The classic simulation techniques generate non-Markov samples. An important method in this class is the A-R method. The basic funda behind this algo is to figure out a blanketing function that dominates the target density function through out is support. The blanketing function is chosen in such a way that simulation from it is easy. The crux of the method is to accept or reject a sample from the blanketing density based on the relative density levels of target and blanketing density. What is the relevance of discussing an IID random variate generation method ? MH algo looks similar to A-R algo. Hence some intuition on how A-R algo works is useful in understanding MH algo.

Markov chain Monte Carlo Simulation:

One of the defining characteristics of continuous time Markov chain is the transition kernel, a conditional density function based on which transitions happen to various states. An important aspect of continuous Markov chains is to determine conditions under which the transition kernel converges to an invariant distribution. So, given any transition kernel, you start with any state and move to various states, the question is, “After a lot of transitions, does the chain has a distribution behind it, based on which it moves to various states?”. MCMC methods turn the theory around. The invariant density and is known and the hunt if for the transition kernel. This hunt is made easy by the reversibility principle that is essentially a condition involving transition densities of moving amongst two states.

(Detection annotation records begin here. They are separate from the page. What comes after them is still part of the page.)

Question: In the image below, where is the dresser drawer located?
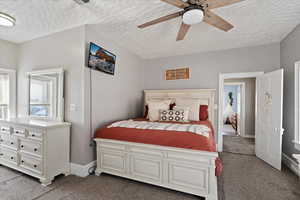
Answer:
[0,134,18,150]
[27,130,44,141]
[20,139,43,156]
[0,149,18,165]
[12,128,27,137]
[20,153,43,174]
[0,126,12,134]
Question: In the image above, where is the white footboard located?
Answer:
[96,139,218,200]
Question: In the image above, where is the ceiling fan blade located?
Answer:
[176,23,191,41]
[207,0,245,9]
[203,10,233,32]
[138,11,183,28]
[161,0,190,8]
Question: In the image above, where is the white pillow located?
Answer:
[145,99,171,119]
[173,106,190,122]
[148,101,170,121]
[176,98,201,121]
[159,109,187,122]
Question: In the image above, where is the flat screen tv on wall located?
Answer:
[88,42,116,75]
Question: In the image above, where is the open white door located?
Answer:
[255,69,284,170]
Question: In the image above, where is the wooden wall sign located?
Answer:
[166,68,190,80]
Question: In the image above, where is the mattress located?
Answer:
[95,118,222,175]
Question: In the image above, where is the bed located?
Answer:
[95,89,221,200]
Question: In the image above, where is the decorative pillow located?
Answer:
[176,98,200,121]
[199,105,208,121]
[174,106,190,122]
[148,101,170,121]
[160,110,185,122]
[144,99,174,119]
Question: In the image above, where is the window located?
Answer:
[293,61,300,150]
[0,74,9,119]
[0,69,16,119]
[29,75,57,118]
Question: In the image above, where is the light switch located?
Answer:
[70,104,77,112]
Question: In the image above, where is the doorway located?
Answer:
[222,82,245,136]
[222,78,256,155]
[218,72,264,154]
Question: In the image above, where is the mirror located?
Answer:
[28,68,64,121]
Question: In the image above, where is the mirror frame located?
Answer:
[27,68,65,122]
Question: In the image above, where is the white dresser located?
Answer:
[0,118,71,186]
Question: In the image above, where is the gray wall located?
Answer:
[18,25,143,165]
[280,25,300,157]
[0,40,18,69]
[225,78,256,135]
[18,27,89,164]
[144,43,280,137]
[85,25,143,159]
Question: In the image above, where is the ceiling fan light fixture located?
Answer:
[0,12,16,27]
[182,9,204,25]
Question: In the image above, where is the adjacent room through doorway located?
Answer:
[221,78,256,155]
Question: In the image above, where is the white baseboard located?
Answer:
[242,135,255,138]
[70,160,96,177]
[282,153,300,177]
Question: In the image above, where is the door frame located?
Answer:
[218,72,264,152]
[221,82,246,137]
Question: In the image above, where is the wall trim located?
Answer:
[282,153,300,177]
[242,134,255,138]
[70,160,97,177]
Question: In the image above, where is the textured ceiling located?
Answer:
[0,0,300,58]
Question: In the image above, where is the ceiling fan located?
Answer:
[138,0,244,41]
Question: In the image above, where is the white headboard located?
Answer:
[144,89,216,123]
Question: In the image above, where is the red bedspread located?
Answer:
[95,119,222,176]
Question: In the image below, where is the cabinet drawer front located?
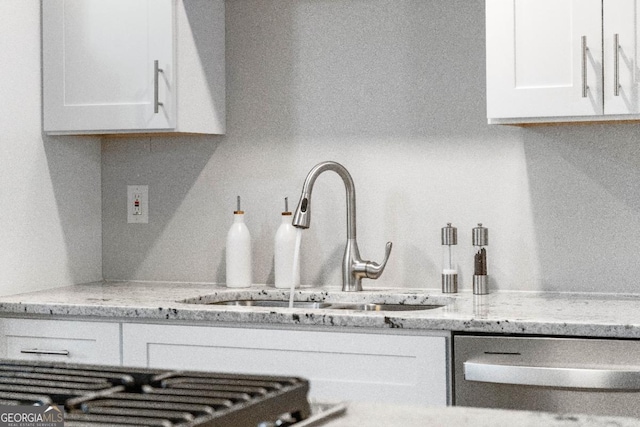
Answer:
[0,319,120,365]
[123,324,448,405]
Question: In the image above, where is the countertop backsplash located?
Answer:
[102,0,640,293]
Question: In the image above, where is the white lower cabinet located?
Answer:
[0,318,120,365]
[122,324,449,405]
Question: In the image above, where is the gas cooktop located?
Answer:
[0,360,310,427]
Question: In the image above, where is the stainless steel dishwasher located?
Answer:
[453,335,640,417]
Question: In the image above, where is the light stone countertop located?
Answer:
[0,281,640,338]
[322,403,640,427]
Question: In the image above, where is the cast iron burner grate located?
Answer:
[0,360,310,427]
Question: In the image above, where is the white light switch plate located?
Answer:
[127,185,149,224]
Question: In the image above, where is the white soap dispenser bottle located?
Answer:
[274,197,300,288]
[226,196,252,288]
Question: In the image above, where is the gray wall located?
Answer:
[102,0,640,292]
[0,0,102,295]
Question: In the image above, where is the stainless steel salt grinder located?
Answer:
[472,224,489,295]
[441,222,458,294]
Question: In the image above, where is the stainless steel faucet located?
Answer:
[293,162,392,292]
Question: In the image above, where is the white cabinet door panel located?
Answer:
[486,0,603,118]
[42,0,175,131]
[123,324,448,405]
[0,319,120,365]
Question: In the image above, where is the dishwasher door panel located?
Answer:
[454,335,640,417]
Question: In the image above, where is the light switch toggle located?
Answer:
[127,185,149,224]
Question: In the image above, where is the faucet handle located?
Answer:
[365,242,393,279]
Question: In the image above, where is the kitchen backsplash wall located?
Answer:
[0,0,102,295]
[102,0,640,292]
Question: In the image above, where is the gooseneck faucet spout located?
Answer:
[293,162,392,292]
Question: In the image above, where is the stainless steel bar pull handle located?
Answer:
[153,60,164,114]
[613,34,620,96]
[582,36,589,98]
[20,348,69,356]
[464,361,640,390]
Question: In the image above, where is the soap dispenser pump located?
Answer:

If one can find a transition kernel whose transition density obeys reversibility then we can be certain of obtaining the target distribution.

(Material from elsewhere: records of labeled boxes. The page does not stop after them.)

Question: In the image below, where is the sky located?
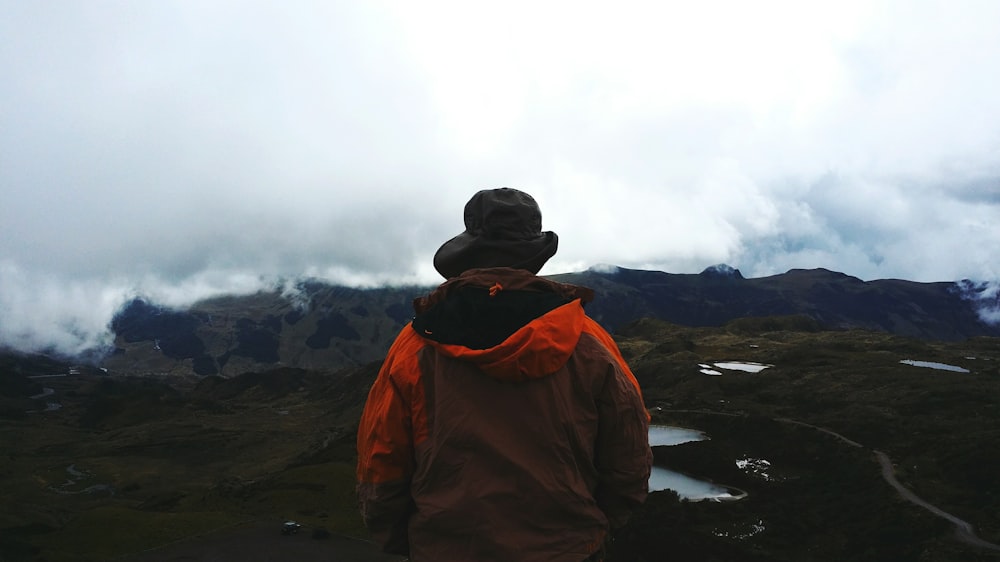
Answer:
[0,0,1000,353]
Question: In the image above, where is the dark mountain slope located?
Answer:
[95,266,1000,377]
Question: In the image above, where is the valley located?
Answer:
[0,317,1000,562]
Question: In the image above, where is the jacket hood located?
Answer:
[412,268,593,382]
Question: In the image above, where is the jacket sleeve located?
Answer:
[357,329,416,555]
[595,322,653,530]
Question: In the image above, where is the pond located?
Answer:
[900,359,969,373]
[649,425,745,501]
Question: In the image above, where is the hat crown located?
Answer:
[465,187,542,240]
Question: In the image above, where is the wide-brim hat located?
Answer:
[434,187,559,279]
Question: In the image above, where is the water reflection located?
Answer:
[649,466,738,501]
[649,425,745,501]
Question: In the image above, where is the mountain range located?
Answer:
[100,265,1000,376]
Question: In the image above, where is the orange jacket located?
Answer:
[357,268,652,562]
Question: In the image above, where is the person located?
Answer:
[357,188,652,562]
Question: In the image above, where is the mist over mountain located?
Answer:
[52,265,1000,376]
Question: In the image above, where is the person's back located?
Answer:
[358,189,651,562]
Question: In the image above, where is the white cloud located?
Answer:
[0,0,1000,349]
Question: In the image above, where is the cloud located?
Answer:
[0,0,1000,350]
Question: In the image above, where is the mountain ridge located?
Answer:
[33,264,1000,376]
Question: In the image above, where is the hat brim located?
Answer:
[434,231,559,279]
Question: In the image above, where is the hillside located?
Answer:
[0,316,1000,562]
[101,267,1000,376]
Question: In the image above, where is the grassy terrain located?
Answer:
[0,317,1000,562]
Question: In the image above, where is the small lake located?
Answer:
[649,425,742,501]
[649,425,708,447]
[900,359,969,373]
[649,466,740,501]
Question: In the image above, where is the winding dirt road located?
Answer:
[672,410,1000,551]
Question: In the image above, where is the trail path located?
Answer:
[667,410,1000,551]
[118,521,403,562]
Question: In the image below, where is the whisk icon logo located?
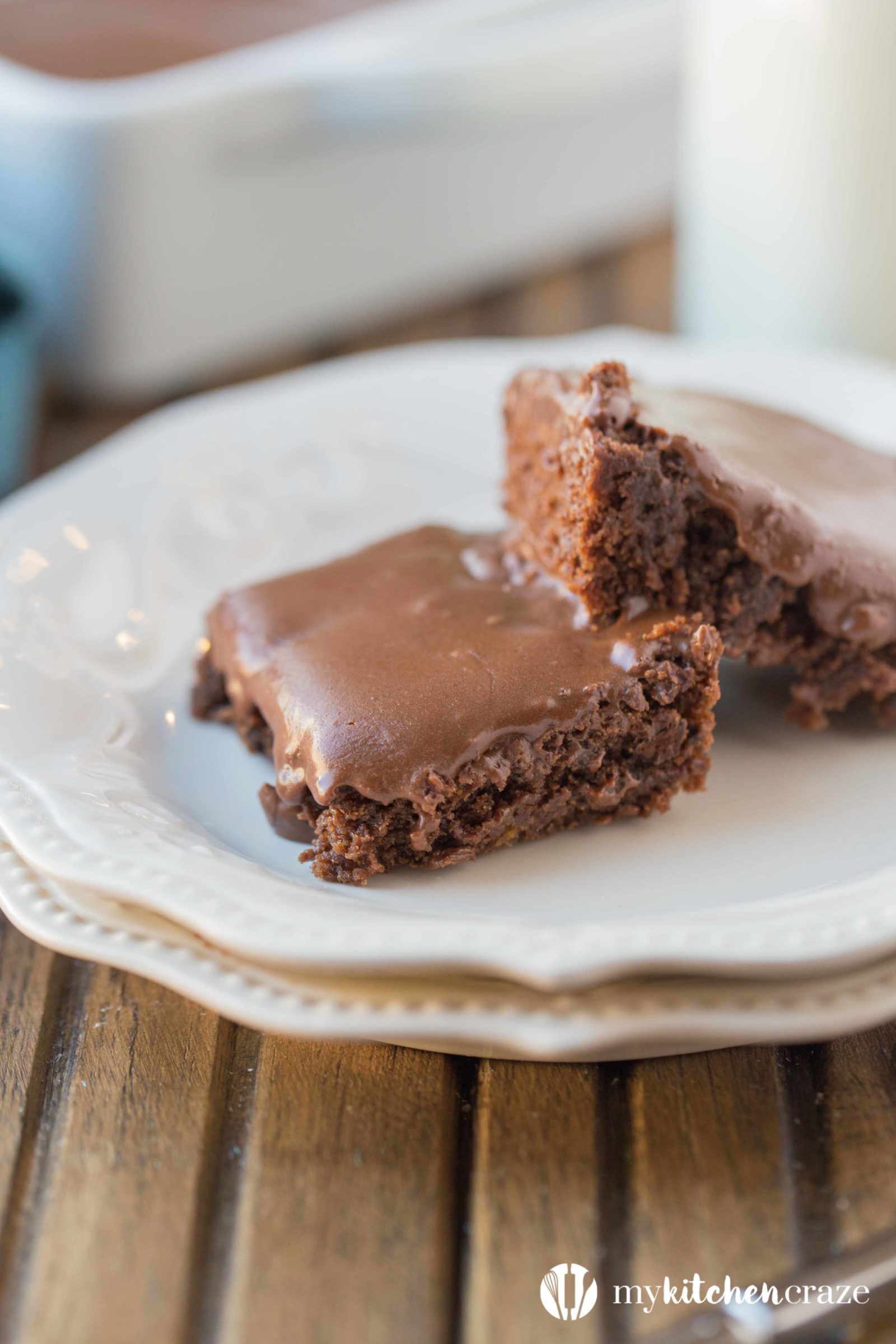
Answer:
[542,1264,598,1321]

The Metropolis Hastings algorithm:
MH algo precisely does that and gives a transition density function, that satisfied the reversibility condition. The various steps of the algo are derived and at each step, the intuition is given by referencing the step to a pertinent step of the Accept-Reject algo. As in any MCMC method, the draws are regarded as a sample from the target density only after the chain has passed the transient stage and the effect of the fixed starting value has become so small that it can be ignored. The convergence of the invariant distribution occurs under the conditions of irreducibility and aperiodicity. The rate of convergence of MCMC to a target distribution is an ongoing research topic

Implementation Issues : Choice of q(x,y):
Implementing MH algorithm requires selecting a suitable candidate generating density. There can be five choices for the candidate density functions

Random walk MH
Independence chain MH
Exploiting the form of candidate density function form
Pseudo-dominating density
Autoregressive chains

The scale or spread of the candidate generating density is a critical question. The spread of the candidate generating density affects the behavior of the chain in at least two dimensions : one is the acceptance rate and the other is the region of the sample space that is covered by the chain. There are two applications of MH algo that are mentioned in the paper, one involving the Accept Reject method and other using block-at-a-time scans. In fact Gibbs sampling algorithm is a special case of Block-at-a-time algorithms. The paper ends with few simulation that give further insight in to the methods that have been mentioned in the paper.

I think this paper needs to be read at least a couple of times to grasp the multitude of paths that have been explored by various scientists and practitioners. One thing is for certain, this paper will be my goto paper to refresh concepts relating to MH algo.